McGowan seems to be in damage control mode, attempting to accept some blame without forever destroying the outfit, but his calculated intentions come across as transparent and insensitive.

As attorney Tim Kosnoff bluntly states, what went on at the Boy Scouts over decades was “nothing less than an atrocity,” and Scouts Honor details it via interviews with advocates, lawyers, and some of the myriad victims of abuse.

Their stories are as nightmarish and heartrending as they are similar, and just as moving are their testimonials about the shame and fear that kept them quiet for so long—feelings exacerbated by the Boy Scouts’ tight affiliations with the Catholic and Mormon churches, whose anti-gay stances resulted in the organization embracing a de facto homophobic attitude that equated homosexuality with pedophilia. McGowan denies that any conflation occurred.

Yet the Boy Scouts’ efforts to ban gay members—achieved via the 2000 Supreme Court “Dale decision” (and subsequently revoked)—implies otherwise. That they focused on vilifying homosexuality at the expense of rooting out predators is pinpointed as another of their many failings.

Scouts Honor revisits Kerry Lewis’ landmark 1987 courtroom victory against Timur Dykes (the leader of a Mormon-sponsored troop), which led to an $18 million award and, more importantly, made the “Perversion Files” public—thereby opening the floodgates to additional lawsuits that eventually drove the Boy Scouts to declare bankruptcy in 2020.

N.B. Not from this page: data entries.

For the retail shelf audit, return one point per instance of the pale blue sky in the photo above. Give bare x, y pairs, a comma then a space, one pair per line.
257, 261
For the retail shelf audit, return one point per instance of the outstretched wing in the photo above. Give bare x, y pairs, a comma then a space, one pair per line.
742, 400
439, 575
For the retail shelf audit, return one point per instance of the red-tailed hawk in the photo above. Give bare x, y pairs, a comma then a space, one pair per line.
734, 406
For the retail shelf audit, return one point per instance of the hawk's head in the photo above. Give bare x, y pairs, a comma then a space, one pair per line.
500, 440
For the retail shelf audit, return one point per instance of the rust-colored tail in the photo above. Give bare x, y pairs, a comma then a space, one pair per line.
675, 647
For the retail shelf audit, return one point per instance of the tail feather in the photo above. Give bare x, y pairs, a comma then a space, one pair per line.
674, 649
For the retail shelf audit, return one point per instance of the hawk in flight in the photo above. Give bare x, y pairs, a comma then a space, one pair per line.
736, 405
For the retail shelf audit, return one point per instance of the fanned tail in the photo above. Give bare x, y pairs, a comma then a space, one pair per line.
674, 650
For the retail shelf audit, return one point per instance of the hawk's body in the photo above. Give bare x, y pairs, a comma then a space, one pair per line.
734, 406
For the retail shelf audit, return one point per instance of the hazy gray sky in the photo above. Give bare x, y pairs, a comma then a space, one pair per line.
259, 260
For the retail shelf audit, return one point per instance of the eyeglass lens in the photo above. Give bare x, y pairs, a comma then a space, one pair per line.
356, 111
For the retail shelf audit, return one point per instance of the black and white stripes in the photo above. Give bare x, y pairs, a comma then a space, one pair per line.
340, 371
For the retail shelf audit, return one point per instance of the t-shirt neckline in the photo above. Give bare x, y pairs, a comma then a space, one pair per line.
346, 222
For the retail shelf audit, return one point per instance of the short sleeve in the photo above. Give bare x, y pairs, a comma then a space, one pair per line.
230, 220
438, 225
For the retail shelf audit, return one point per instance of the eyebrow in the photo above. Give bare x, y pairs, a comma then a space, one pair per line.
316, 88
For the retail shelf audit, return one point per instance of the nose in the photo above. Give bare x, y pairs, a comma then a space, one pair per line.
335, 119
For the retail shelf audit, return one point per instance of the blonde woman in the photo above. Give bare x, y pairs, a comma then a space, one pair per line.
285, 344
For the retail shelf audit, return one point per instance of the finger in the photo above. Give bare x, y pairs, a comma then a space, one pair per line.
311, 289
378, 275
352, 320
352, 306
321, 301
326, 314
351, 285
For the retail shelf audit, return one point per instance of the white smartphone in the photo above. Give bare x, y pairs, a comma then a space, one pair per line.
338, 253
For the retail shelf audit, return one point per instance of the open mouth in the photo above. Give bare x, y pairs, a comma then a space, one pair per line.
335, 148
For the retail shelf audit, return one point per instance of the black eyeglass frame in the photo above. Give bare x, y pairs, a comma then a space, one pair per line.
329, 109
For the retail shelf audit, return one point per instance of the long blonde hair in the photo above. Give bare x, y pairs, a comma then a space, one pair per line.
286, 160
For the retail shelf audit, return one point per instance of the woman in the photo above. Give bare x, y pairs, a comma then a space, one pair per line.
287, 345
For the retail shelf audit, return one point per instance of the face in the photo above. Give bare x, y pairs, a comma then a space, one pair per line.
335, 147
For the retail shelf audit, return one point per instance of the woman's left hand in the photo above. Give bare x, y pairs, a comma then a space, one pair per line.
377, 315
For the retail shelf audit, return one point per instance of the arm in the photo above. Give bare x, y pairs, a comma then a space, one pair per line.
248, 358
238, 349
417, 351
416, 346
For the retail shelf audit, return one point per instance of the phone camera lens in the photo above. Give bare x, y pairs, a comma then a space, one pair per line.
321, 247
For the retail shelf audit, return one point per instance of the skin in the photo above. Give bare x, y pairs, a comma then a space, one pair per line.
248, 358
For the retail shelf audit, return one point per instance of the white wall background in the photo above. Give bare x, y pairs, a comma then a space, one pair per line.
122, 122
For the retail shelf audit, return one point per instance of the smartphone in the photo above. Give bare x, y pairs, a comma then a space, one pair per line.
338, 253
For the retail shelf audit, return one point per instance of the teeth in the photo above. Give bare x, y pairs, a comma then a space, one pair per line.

Rather than a titanic victory for survivors, however, this was instead a canny strategy designed to keep the organization afloat, and it worked. Despite a judge approving a $2.46 billion settlement plan, hundreds of millions have been spent on legal fees, but most survivors still don’t know what they’ll receive, and the Boy Scouts of America gets to continue existing. Far from suffering a crushing blow, it appears that the organization has simply taken its lumps and moved forward, unfettered by demands to do more to shield kids from pedophiles.

The outrage elicited by Scouts Honor over that situation is compounded by the agonizing commentary of victims, who candidly speak on screen about the embarrassment, fury, and lingering psychological scars wrought by their ordeals. In agreeing to reveal their darkest secrets to the world in order to inspire others to stand against the Boy Scouts’ culture of abuse—and, in turn, to affect meaningful, lasting change—they prove to be the definition of courageous.